A team at Nagoya University has shed light on this issue by revealing that a molecule called Daple is essential for cilia to adopt an arrangement by which they can beat in one direction at the same time, thereby creating a flow of fluid past the cell exterior. This arrangement on cell surfaces all along the lining of ventricles in the brain ensures the correct flow of CSF, which in turn prevents its accumulation associated with brain swelling known as hydrocephalus.

The team revealed the importance of Daple by creating mutant mice that did not express the Daple protein. By around 20 days after birth, these mice had enlarged heads, similar to that in human hydrocephalus cases. Further studies showed that this was due to the flow of CSF being disrupted.
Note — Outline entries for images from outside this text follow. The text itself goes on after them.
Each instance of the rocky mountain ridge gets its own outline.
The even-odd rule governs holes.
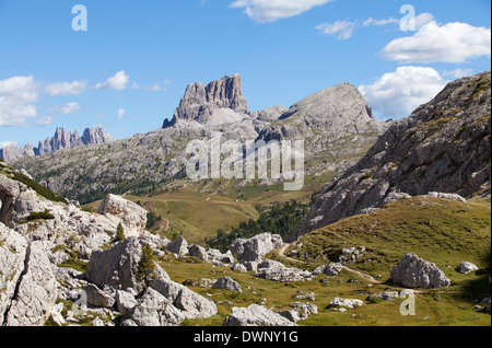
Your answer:
[[[0,149],[0,158],[7,162],[15,161],[24,156],[42,155],[47,152],[54,152],[62,149],[71,149],[77,147],[108,143],[114,141],[113,137],[103,129],[103,127],[86,128],[82,136],[79,136],[79,131],[72,134],[65,128],[57,127],[52,138],[40,140],[37,148],[32,144],[26,144],[24,149],[9,146]]]
[[[450,82],[326,185],[290,237],[430,192],[490,195],[491,72]]]
[[[164,128],[107,144],[24,158],[13,165],[25,167],[51,190],[87,202],[108,193],[147,193],[186,179],[187,144],[210,139],[212,132],[220,132],[223,141],[242,143],[303,139],[306,175],[315,175],[343,172],[388,126],[372,117],[367,102],[350,84],[327,89],[291,109],[278,105],[251,113],[241,77],[234,74],[207,86],[189,84]]]

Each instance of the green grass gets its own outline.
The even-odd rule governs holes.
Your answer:
[[[308,176],[305,188],[298,192],[284,192],[283,184],[259,185],[257,182],[237,186],[239,181],[210,181],[186,183],[181,187],[168,189],[152,196],[124,196],[140,204],[154,214],[168,221],[167,230],[161,229],[163,220],[149,227],[149,231],[171,239],[173,234],[183,235],[188,242],[203,244],[206,237],[222,229],[230,231],[241,222],[257,220],[260,212],[272,205],[283,205],[291,199],[308,202],[313,193],[320,189],[332,173]],[[101,200],[85,205],[85,210],[97,211]]]
[[[372,258],[373,262],[361,260],[349,263],[348,266],[374,277],[380,274],[380,283],[371,287],[366,279],[348,270],[342,270],[337,277],[329,277],[326,283],[319,281],[326,278],[324,275],[309,282],[281,283],[258,278],[254,272],[241,274],[204,263],[168,258],[161,260],[161,265],[178,282],[230,276],[243,289],[242,293],[234,293],[190,287],[219,302],[219,314],[211,318],[186,321],[184,325],[222,325],[232,306],[260,303],[261,299],[266,299],[265,305],[273,311],[286,310],[290,303],[298,301],[294,295],[302,290],[314,292],[316,300],[301,301],[318,306],[318,314],[297,323],[303,326],[490,326],[490,314],[473,310],[477,300],[490,297],[489,272],[461,275],[455,269],[462,260],[472,262],[480,268],[490,267],[490,201],[484,199],[462,204],[414,197],[390,204],[372,214],[341,220],[302,237],[301,255],[305,251],[338,255],[343,247],[364,245],[367,252],[363,260]],[[452,279],[448,288],[419,290],[414,316],[400,314],[402,299],[367,300],[371,293],[401,290],[386,280],[389,270],[408,252],[437,264]],[[277,258],[290,267],[309,270],[328,262],[325,258],[305,265],[288,260],[277,252],[270,253],[268,257]],[[364,305],[345,313],[333,312],[327,306],[336,297],[360,299]],[[220,303],[222,301],[230,301],[233,305]]]

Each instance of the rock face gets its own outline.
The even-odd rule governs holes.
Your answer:
[[[248,104],[242,94],[241,76],[236,73],[212,81],[207,86],[200,82],[189,84],[173,119],[166,120],[163,127],[216,126],[249,116]]]
[[[313,280],[313,275],[309,271],[285,267],[282,263],[272,259],[265,259],[258,264],[256,275],[260,278],[281,282]]]
[[[93,252],[87,279],[99,288],[108,286],[125,291],[142,291],[145,285],[137,277],[141,250],[142,239],[129,237],[107,251]],[[159,266],[156,272],[168,278]]]
[[[237,239],[231,245],[231,253],[239,262],[260,262],[265,255],[282,246],[282,237],[262,233],[251,239]]]
[[[239,285],[237,281],[232,279],[231,277],[221,277],[212,286],[212,289],[224,289],[230,291],[242,292]]]
[[[178,326],[186,318],[169,300],[152,288],[148,288],[133,306],[128,317],[138,326]]]
[[[107,195],[99,205],[98,213],[121,221],[125,235],[139,236],[145,231],[147,210],[139,205],[116,195]]]
[[[26,144],[24,149],[15,146],[0,149],[0,158],[7,162],[15,161],[23,156],[40,155],[47,152],[54,152],[62,149],[71,149],[89,144],[108,143],[114,141],[113,137],[102,127],[86,128],[79,137],[79,131],[67,131],[65,128],[57,128],[52,138],[39,141],[37,148]]]
[[[187,144],[209,140],[212,132],[221,134],[222,143],[305,140],[305,174],[316,175],[343,173],[388,126],[372,117],[367,102],[349,84],[324,90],[290,109],[277,105],[251,113],[242,95],[241,77],[234,74],[208,85],[189,84],[173,119],[161,129],[56,155],[22,158],[13,165],[25,167],[55,193],[84,204],[109,193],[138,195],[181,179],[189,159]],[[73,183],[81,184],[75,188]]]
[[[286,317],[262,305],[250,304],[248,308],[233,308],[223,326],[296,326]]]
[[[396,121],[356,165],[328,183],[289,241],[408,195],[490,195],[490,81],[488,71],[450,82]]]
[[[477,265],[475,265],[475,264],[472,264],[472,263],[469,263],[469,262],[462,262],[462,263],[459,264],[459,266],[458,266],[458,271],[459,271],[460,274],[464,274],[464,275],[467,275],[467,274],[469,274],[469,272],[471,272],[471,271],[473,271],[473,270],[477,270],[477,269],[479,269],[479,268],[477,267]]]
[[[450,285],[450,280],[435,265],[415,254],[405,255],[389,272],[393,281],[407,288],[435,289]]]

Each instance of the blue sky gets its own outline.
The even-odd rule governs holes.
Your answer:
[[[405,117],[490,70],[490,14],[489,0],[0,0],[0,146],[56,127],[148,132],[188,83],[235,72],[251,111],[350,82],[379,119]]]

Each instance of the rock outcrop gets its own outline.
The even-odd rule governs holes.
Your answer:
[[[289,241],[407,196],[490,195],[490,81],[488,71],[450,82],[395,121],[356,165],[326,185]]]
[[[450,285],[449,278],[435,264],[426,262],[413,253],[401,257],[389,275],[396,283],[411,289],[435,289]]]
[[[235,240],[230,250],[233,256],[242,263],[258,263],[265,255],[281,247],[282,243],[280,235],[261,233],[248,240]]]
[[[258,304],[233,308],[223,326],[296,326],[286,317]]]
[[[79,137],[79,131],[73,134],[67,131],[65,128],[57,128],[52,138],[47,138],[38,142],[37,148],[32,144],[26,144],[23,149],[9,146],[0,149],[0,158],[5,162],[12,162],[23,156],[42,155],[47,152],[54,152],[62,149],[71,149],[90,144],[109,143],[113,142],[113,137],[102,127],[86,128]]]
[[[281,282],[313,280],[313,275],[309,271],[295,267],[286,267],[282,263],[273,259],[265,259],[259,263],[256,275],[260,278]]]
[[[99,205],[98,213],[121,222],[126,236],[139,236],[145,231],[147,210],[120,196],[107,195]]]
[[[187,144],[209,140],[212,132],[221,134],[222,143],[304,140],[305,175],[319,175],[341,174],[355,164],[389,124],[374,119],[367,102],[350,84],[324,90],[290,109],[277,105],[251,113],[241,77],[234,74],[208,85],[189,84],[173,119],[161,129],[56,155],[22,158],[13,165],[25,167],[55,193],[85,204],[109,193],[139,195],[183,179]],[[279,181],[289,179],[281,175],[263,184]]]
[[[241,76],[235,73],[212,81],[207,86],[200,82],[189,84],[173,119],[166,119],[163,127],[216,126],[241,121],[249,116]]]

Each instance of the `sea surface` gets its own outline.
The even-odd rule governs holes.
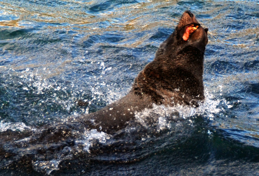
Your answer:
[[[258,9],[0,0],[0,175],[259,175]],[[126,95],[187,10],[209,29],[198,108],[154,106],[112,135],[66,123]]]

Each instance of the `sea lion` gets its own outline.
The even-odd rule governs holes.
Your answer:
[[[193,13],[185,11],[174,31],[160,46],[154,60],[139,74],[128,94],[76,120],[90,128],[111,134],[134,119],[135,112],[152,108],[154,103],[197,106],[197,102],[204,98],[203,55],[207,31]]]

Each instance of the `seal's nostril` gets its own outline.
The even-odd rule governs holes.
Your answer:
[[[193,14],[191,12],[191,11],[190,11],[189,10],[186,10],[185,11],[185,12],[188,13],[188,14],[189,14],[191,18],[192,18],[193,17]]]

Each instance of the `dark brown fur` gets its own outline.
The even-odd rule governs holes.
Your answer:
[[[199,27],[185,41],[182,36],[186,27],[191,24]],[[89,128],[111,133],[134,119],[135,111],[152,108],[153,103],[197,106],[197,102],[204,98],[202,75],[207,31],[190,12],[185,12],[174,31],[161,45],[154,61],[139,73],[129,93],[77,121]]]

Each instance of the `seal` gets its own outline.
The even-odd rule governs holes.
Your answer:
[[[193,13],[185,11],[154,60],[139,74],[127,95],[76,120],[88,128],[111,134],[134,119],[134,112],[152,108],[154,103],[197,106],[204,98],[203,74],[207,31]]]

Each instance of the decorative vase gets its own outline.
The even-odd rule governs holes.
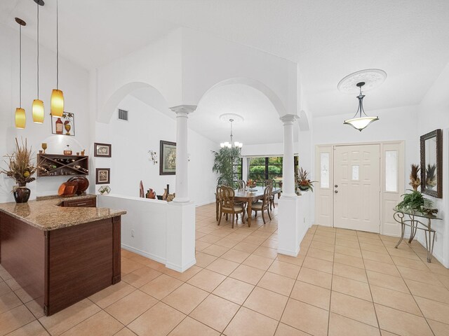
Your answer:
[[[18,187],[13,191],[16,203],[26,203],[29,199],[31,190],[27,187]]]

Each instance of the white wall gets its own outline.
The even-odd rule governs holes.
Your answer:
[[[434,201],[439,210],[438,216],[443,220],[434,220],[432,228],[436,230],[436,241],[434,247],[435,255],[446,267],[449,267],[449,64],[430,88],[418,106],[417,133],[421,135],[436,129],[443,129],[443,198],[425,197]],[[419,150],[418,150],[419,154]],[[419,160],[417,161],[419,162]],[[417,236],[425,246],[424,235]]]
[[[27,29],[27,27],[23,29]],[[15,150],[14,138],[27,139],[34,152],[46,142],[48,153],[62,153],[66,144],[75,152],[88,148],[88,74],[84,69],[60,56],[59,88],[64,92],[65,110],[75,114],[76,136],[53,135],[51,133],[50,96],[56,85],[56,55],[41,46],[39,52],[39,98],[45,106],[43,124],[32,122],[31,106],[36,98],[36,41],[22,36],[22,106],[27,113],[25,130],[16,130],[14,112],[19,104],[19,33],[0,24],[0,156],[12,153]],[[1,158],[3,159],[3,158]],[[1,163],[6,168],[6,163]],[[43,177],[29,183],[32,199],[38,195],[54,195],[58,188],[67,180],[65,177]],[[13,202],[11,192],[14,183],[11,178],[0,174],[0,202]]]
[[[145,192],[151,188],[162,195],[167,184],[170,192],[175,192],[175,175],[159,175],[159,141],[176,141],[175,120],[131,95],[125,97],[117,108],[128,111],[129,121],[118,120],[116,109],[109,124],[97,122],[95,135],[97,142],[112,145],[111,158],[95,158],[96,167],[111,168],[112,192],[138,197],[140,180]],[[188,136],[189,197],[197,205],[210,203],[215,200],[215,186],[211,150],[217,146],[191,130]],[[156,164],[150,160],[150,149],[157,153]]]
"We cut out part of the wall of the brain's lateral ventricle and investigated whether fluorescent beads would be propelled along its surface in a particular direction," says Maki Takagishi. "For mice with normal Daple expression, there was consistent movement in one direction, but this was absent in the Daple-knockout mice."

The findings also showed that the lack of Daple stopped cilia all adopting the same orientation on the same side of cells. Without the cilia all beating in the same direction, there would be no directional flow of CSF, leading to its accumulation and subsequent swelling.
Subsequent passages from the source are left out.